FCA-CFTC cooperation: Is there a sandbox in the US’s future?


Paul Golden
Published on:

Euromoney looks at the approach taken by regulators to encouraging fintech innovation in North America, after the announcement of a formal information exchange arrangement between the UK’s Financial Conduct Authority (FCA) and the US Commodity Futures Trading Commission (CFTC).

The cooperation between the FCA and the CFTC will cover information sharing, referrals and learning from proofs of concept, trials or innovation competitions.

The CFTC and other US regulators have to date eschewed the UK model of establishing a regulatory sandbox, an approach that has been replicated in many other parts of the world.

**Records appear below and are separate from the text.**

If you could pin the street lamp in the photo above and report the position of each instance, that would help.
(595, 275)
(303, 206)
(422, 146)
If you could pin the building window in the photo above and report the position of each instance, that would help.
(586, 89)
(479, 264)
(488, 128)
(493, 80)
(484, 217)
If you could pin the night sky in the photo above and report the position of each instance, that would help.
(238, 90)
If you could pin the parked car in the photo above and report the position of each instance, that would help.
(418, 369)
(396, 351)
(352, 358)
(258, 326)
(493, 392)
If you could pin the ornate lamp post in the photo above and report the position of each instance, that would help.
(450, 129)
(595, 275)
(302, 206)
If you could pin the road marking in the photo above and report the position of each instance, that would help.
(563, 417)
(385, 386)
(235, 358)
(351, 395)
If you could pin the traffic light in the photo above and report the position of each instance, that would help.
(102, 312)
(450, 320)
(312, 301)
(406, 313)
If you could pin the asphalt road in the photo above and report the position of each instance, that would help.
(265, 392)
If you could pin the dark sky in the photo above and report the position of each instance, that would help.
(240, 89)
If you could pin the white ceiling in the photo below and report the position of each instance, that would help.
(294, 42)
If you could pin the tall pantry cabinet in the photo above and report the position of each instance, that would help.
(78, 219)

A proposal for a national regulatory sandbox regime in the US died with the rejection of the Financial Services Innovation Act of 2016 and there does not appear to be the necessary support for reviving that piece of legislation.


Tara Waters,

However, Ashurst technology lawyer Tara Waters observes that this does not mean the CFTC has not had similar engagement with financial technology companies on a case-by-case basis.

“The CFTC has acknowledged that the FCA has developed the gold standard for engagement with fintech businesses, though, so it remains to be seen whether the CFTC may seek to align its approach to that of the FCA once it has more access to the latter’s learnings,” she says.

“It is also important to note that there are other regulators in the US which are important to the fintech conversation, including the Securities and Exchange Commission (SEC) at the federal level, as well as state regulators.”

Various agencies – including the CFTC, SEC and the Financial Industry Regulatory Authority (Finra) – oversee specific segments of the market, and for a US sandbox regime to be successful there would need to be substantial collaboration and coordination between all of these agencies.

Gina Conheady,
A&L Goodbody

It would also be difficult to successfully implement a federal sandbox regime without the support and collaboration of state regulators, and it is not clear that this support would be forthcoming, says Gina Conheady, corporate and M&A partner at A&L Goodbody.

“For example, when the Office of the Comptroller of the Currency (OCC) introduced a proposal for a special-purpose national bank charter to allow for licensing of fintech companies at federal level (pre-empting state regulation), it encountered sharp criticism and even a lawsuit from state banking regulators, who argued that the OCC had encroached upon state powers,” she explains.

The OCC’s chief innovation officer Beth Knickerbocker says it is considering developing a programme of pilot schemes “that may accomplish the same goals as what others call sandboxes and allow us to foster responsible innovation by OCC-supervised banks and enable participants to obtain feedback early in the development process”.

Information gathered in the pilots could also inform OCC policies and ensure that the regulator is ready to supervise the new activity when implemented on a larger scale.

In January 2017, the OCC created an office of innovation to serve as a central point of contact for innovation-related matters. It participated in more than 50 outreach events related to fintech and responsible innovation last year.

Beth Knickerbocker,

Finra also established an innovation outreach programme in 2017 and is participating in informal monthly meetings between the heads of the fintech-related offices or working groups from the OCC, CFTC and SEC.

“We also collaborate with various other regulatory agencies (such as the US Federal Reserve, the FCA, the Australian Securities and Investments Commission and Ontario Securities Commission) to exchange information and coordinate on key initiatives,” adds a spokesperson.

As is often the case, Canada has taken a different approach to its neighbour. The Canadian Securities Administrators (CSA) introduced its version of a regulatory sandbox a year ago and in September 2017 Quebec’s Autorité des marchés financiers became the world's first regulator to oversee an initial coin offering as part of a sandbox programme.

A spokesperson for the CSA explains that the sandbox was established to jump-start fintech projects that don’t easily fit within the current securities law framework.

Another objective is to gain insight as to whether disruptive innovations – such as blockchain, robo-advisory, online crowdfunding and peer-to-peer lending – are impacting capital markets and to assess the scope and nature of resulting regulatory implications.

The CSA regulatory sandbox reviewed the business models of 22 firms in 2017, granting exemptive relief to three and allowing for the registration or a change in registration of a further five. Of these eight firms, seven were related to cryptocurrencies.

The CSA spokesperson notes that this does not mean that the remaining 14 firms were rejected, saying: “In some cases, for example, it was determined that the business model did not fall within securities law requirements and that the firm could operate without requiring a decision from the regulatory sandbox.”